9 000 h de bénévolat !
D’abord le gourou médiatique Pierre Rabhi et sa ferme expérimentale de « Terre et Humanisme ». L’Afis 07 l’a visitée (2), et les piteux résultats agronomiques ne l’étaient que sur la base de l’utilisation massive de travail gratuit et de dons divers et variés. Selon notre calcul, ce sont autour de 9 000 h de bénévolat dont la ferme associative a bénéficié cette année-là. On comprend mieux l’admiration de Laurence Parisot, ex-présidente du Medef, pour Pierre Rabhi, d’autant plus que chez lui une main-d’œuvre « hypnotisée » paie parfois de sa poche pour venir travailler dans le cadre de stages.
Lors du débat sur le glyphosate, j’avais été frappé par ce passage d’un article de Médiapart : « Le désherbage à la main permet de se passer du glyphosate, mais les défenseurs de l’herbicide mettent en avant son coût élevé. The Guardian cite l’exemple du bourg de Wandsworth, à Londres, où l’on recrute des équipes de volontaires pour enlever les mauvaises herbes à la main, sans aucun coût supplémentaire. » C’est sûr que si on ne paie pas les travailleurs, l’employeur n’a à subir aucun coût supplémentaire, c’est logique. !
Chez la ministre Nyssen
Ce ne sont pas que de pauvres paysans désargentés qui ont recours au bénévolat via le « wwoofing », cette pratique branchée qui a banalisé l’idée selon laquelle il est normal de travailler avec pour tout salaire le gîte et le couvert. Voyez cette annonce publiée en août 2017 par le projet agroécologique du « Domaine du Possible » : « Nous recherchons trois bénévoles pour la partie exploitation maraîchère biologique […] Il s’agit de contribuer à des travaux de mise en place de cultures maraîchères bio, à l’entretien de celles-ci, à leurs récoltes, et au conditionnement. » En bref , vous ferez tout le boulot, mais vous ne serez pas payés. Or, il se trouve que le Domaine du Possible est un projet porté par Françoise Nyssen, l’actuelle ministre de la Culture, qui du haut de ses 4,6 millions d’euros de patrimoine, fait donc recruter des bénévoles dans son joujou agroécologique.

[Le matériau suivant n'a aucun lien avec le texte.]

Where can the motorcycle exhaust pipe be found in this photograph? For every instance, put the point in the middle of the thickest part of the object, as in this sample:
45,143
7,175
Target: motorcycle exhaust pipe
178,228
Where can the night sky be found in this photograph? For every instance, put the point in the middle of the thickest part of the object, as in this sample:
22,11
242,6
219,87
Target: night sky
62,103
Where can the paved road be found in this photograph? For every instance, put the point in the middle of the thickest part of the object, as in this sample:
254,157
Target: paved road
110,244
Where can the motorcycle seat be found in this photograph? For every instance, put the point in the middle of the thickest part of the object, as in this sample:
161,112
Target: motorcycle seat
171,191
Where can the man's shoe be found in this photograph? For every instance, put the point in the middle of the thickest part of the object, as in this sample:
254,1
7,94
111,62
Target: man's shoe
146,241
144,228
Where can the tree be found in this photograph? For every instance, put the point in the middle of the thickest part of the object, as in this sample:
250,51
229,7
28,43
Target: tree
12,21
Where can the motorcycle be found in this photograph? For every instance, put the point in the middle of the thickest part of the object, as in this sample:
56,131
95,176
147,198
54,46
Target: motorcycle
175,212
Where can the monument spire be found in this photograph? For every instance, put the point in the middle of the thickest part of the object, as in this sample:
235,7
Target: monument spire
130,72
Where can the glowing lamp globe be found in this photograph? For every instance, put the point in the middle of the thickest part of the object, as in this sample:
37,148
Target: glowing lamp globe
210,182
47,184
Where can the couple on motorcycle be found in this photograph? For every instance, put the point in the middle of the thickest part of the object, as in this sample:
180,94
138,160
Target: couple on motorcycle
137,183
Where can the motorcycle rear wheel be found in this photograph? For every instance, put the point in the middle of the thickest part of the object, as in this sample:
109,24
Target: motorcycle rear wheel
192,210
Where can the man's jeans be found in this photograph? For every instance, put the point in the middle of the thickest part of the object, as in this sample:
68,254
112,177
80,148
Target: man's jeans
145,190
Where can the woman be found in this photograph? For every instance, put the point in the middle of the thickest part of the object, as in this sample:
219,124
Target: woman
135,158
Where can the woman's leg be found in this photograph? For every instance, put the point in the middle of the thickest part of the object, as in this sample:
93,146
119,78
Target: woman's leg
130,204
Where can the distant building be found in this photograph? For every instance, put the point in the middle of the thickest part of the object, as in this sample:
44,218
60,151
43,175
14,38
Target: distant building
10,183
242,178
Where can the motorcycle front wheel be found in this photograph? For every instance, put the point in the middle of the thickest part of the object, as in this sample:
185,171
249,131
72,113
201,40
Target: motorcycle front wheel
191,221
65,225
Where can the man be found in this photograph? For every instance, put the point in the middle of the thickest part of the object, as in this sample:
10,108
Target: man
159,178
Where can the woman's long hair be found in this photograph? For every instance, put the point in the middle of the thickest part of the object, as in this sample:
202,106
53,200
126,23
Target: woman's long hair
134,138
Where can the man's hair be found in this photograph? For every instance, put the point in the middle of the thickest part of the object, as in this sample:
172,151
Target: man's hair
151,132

Victor (3) a pour sa part répondu à une offre d’emploi proposée par une ferme écolo en Saône-et-Loire, qui l’informe d’abord que « le poste est non rémunéré […] mais c’est une excellente opportunité pour apprendre ». La charge de travail ? « Huit heures par jour ». Toutes les contraintes du salariat, donc… mais sans le salaire. Pourtant, Victor ne tombe pas sous le charme, et ce malgré l’alléchante possibilité de se nourrir de « produits bio issus du jardin » et de dormir « sous tente et caravane à l’intérieur des bâtiments ».
On oblige personne...
Il leur répond très sèchement, et le recruteur reconnaît « avoir oublié d’avoir annoncé » que c’était du bénévolat – en même temps, qui peut imaginer a priori que la main-d’œuvre voudra être payée, hein ? Mais, rassurez-vous : « On oblige personne à avoir la même passion de l’écologie et on ne veut surtout pas être en compagnie de personnes qui se sentent forcées, qui se sentent esclaves. Cela donnerait une mauvaise énergie aux plantes. » Pardon, donc, pour cette tribune acariâtre qui évoque la nécessité de rémunérer le travail agricole, et qui, ce faisant, donne une mauvaise énergie aux plantes !
(1) Rédacteur du blog « La faucille et le labo « sur Médiapart. (2) Association pour l’information scientifique (Afis) : « Notre visite chez des agroécologues ardéchois » (2012). (3) Le prénom a été changé.